Because the DSM’s influence extends far beyond the United States, the introduction of this change has caused an international uproar. For example, the British medical journal The Lancet called the proposal “dangerously simplistic” and “flawed,” and warned of the flood of misdiagnoses that would ensue.
Compounding the problem, the DSM’s authority is not limited to health-care institutions. American schools, courts, and jails consult it daily, in order to determine whether psychiatric treatment is necessary and reimbursable.
Earlier editions of the manual were careful not to include grief in diagnoses of depression, because the two conditions – both of which may include insomnia, loss of appetite, listlessness, and intense mood swings – are easy to confuse. And, as New York University Professor Jerome Wakefield points out, “similar normal feelings of sadness” can also follow other losses, including “marital dissolution, romantic betrayal, job loss, financial trouble, natural disaster, and a terrible medical diagnosis.”
Wakefield also vigorously refutes the APA’s claims that the change was based on scientific evidence. Indeed, after conducting a detailed review of published studies, he and Columbia University Professor Michael B. First concluded that “DSM-5 should be narrowing the category of clinical depression, not broadening it.”
Despite such fervent opposition, however, the APA approved the change, deleting the so-called Bereavement Exclusion and adding a footnote giving the attending physician the option to diagnose depression after two weeks. Apparently, the APA considers the chances of misdiagnosis to be negligible. According to David Kupfer, chair of the DSM-5 task force, an accurate diagnosis simply requires “good solid clinical judgment.”
But this is not the first case of damaging diagnostic overreach by the APA. In DSM-IV, released in 1994, the threshold for Social Anxiety Disorder was lowered so dramatically that the organization had to warn practitioners not to confuse it with normal shyness.

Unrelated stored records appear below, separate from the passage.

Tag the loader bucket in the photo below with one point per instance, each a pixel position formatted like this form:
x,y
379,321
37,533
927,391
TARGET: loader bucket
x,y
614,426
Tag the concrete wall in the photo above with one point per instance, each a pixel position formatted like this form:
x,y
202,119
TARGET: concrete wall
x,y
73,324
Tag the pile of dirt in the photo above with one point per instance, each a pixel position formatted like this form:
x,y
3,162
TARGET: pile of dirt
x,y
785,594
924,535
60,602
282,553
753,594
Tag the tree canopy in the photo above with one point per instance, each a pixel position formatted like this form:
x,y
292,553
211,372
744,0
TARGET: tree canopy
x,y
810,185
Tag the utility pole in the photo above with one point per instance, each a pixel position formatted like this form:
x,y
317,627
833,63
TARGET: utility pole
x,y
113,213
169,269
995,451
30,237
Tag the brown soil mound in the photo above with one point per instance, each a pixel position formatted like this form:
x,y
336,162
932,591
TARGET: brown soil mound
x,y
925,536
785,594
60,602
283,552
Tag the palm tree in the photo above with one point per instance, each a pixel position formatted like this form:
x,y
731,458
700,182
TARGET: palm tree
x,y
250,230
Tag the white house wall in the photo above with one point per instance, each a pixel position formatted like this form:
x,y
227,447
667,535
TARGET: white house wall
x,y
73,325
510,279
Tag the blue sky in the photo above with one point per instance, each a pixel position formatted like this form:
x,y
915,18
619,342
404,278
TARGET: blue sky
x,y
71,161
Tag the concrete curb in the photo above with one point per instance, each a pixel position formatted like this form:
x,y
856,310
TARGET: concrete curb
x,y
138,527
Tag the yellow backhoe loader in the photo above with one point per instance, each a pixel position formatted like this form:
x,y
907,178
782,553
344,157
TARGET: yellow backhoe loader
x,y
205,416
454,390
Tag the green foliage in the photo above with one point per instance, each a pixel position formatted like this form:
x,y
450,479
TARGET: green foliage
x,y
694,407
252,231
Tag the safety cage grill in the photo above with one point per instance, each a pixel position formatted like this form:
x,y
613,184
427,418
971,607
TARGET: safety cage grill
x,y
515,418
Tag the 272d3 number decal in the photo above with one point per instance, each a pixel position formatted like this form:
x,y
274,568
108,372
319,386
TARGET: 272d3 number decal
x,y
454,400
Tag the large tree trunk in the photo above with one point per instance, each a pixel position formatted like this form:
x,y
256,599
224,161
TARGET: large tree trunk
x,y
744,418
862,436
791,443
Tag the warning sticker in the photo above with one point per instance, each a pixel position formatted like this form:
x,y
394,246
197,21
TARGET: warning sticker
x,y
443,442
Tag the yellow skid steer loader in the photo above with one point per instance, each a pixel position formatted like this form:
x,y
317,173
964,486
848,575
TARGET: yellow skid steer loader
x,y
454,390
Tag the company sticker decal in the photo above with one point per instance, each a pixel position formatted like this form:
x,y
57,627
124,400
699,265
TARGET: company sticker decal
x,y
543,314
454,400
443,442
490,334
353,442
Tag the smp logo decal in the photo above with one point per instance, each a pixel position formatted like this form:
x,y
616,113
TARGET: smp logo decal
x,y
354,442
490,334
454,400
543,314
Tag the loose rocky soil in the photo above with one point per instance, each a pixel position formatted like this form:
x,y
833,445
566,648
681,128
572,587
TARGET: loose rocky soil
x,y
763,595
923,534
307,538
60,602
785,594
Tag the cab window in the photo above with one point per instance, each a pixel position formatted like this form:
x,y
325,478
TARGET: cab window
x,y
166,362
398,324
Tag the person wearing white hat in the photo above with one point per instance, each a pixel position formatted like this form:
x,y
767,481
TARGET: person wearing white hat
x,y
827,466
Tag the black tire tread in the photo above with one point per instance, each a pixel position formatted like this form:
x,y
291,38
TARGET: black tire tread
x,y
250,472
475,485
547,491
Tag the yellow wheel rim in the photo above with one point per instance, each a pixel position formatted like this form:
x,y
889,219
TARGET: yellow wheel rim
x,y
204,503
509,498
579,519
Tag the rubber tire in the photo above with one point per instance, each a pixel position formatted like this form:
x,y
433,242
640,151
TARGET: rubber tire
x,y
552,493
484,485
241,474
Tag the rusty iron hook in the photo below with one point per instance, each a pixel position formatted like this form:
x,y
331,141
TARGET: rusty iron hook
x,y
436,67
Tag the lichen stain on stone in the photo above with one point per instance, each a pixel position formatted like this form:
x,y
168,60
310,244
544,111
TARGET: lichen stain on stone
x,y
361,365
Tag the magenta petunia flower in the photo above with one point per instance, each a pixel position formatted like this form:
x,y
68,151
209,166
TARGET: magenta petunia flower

Nonetheless, SAD, previously considered rare, came to seem routine. Even “anticipated” fear that one might “do something or act in a way that will be humiliating or embarrassing” became a basis for diagnosis. The edition carrying the warning added new symptoms of SAD in children, including such common childhood behaviors as “clinging,” “freezing,” and “shrinking,” which inevitably raised the disorder’s prevalence to unprecedented levels.
Neither the APA nor its defenders seem to have learned from this experience. Even after conceding that 14 days is “sometimes too little time to permit confident diagnosis” of major depressive disorder, former Psychiatric Times editor Ronald W. Pies insisted that “this is true regardless of the ‘context’ in which the depressive symptoms occur.”
Decisions like these – carrying monumental implications and difficult to reverse – recently led the US National Institute of Mental Health, which gave its support (and considerable funding) to earlier editions, to announce that it is distancing itself from the manual. The institute’s director, Thomas R. Insel, cited DSM-5’s “lack of validity,” saying that its “diagnoses are based on a consensus about clusters of clinical symptoms, not any objective laboratory measure.”
Today, that consensus is clearly missing (whether it ever truly existed is dubious). As the once-imminent promise of identifying “biomarkers” for depression recedes into the distant future, the APA is raising the stakes – and increasing pressure on the already vulnerable – by implying that, after two weeks, a person’s grief is no longer just grief. Now, mourning can be a mental illness.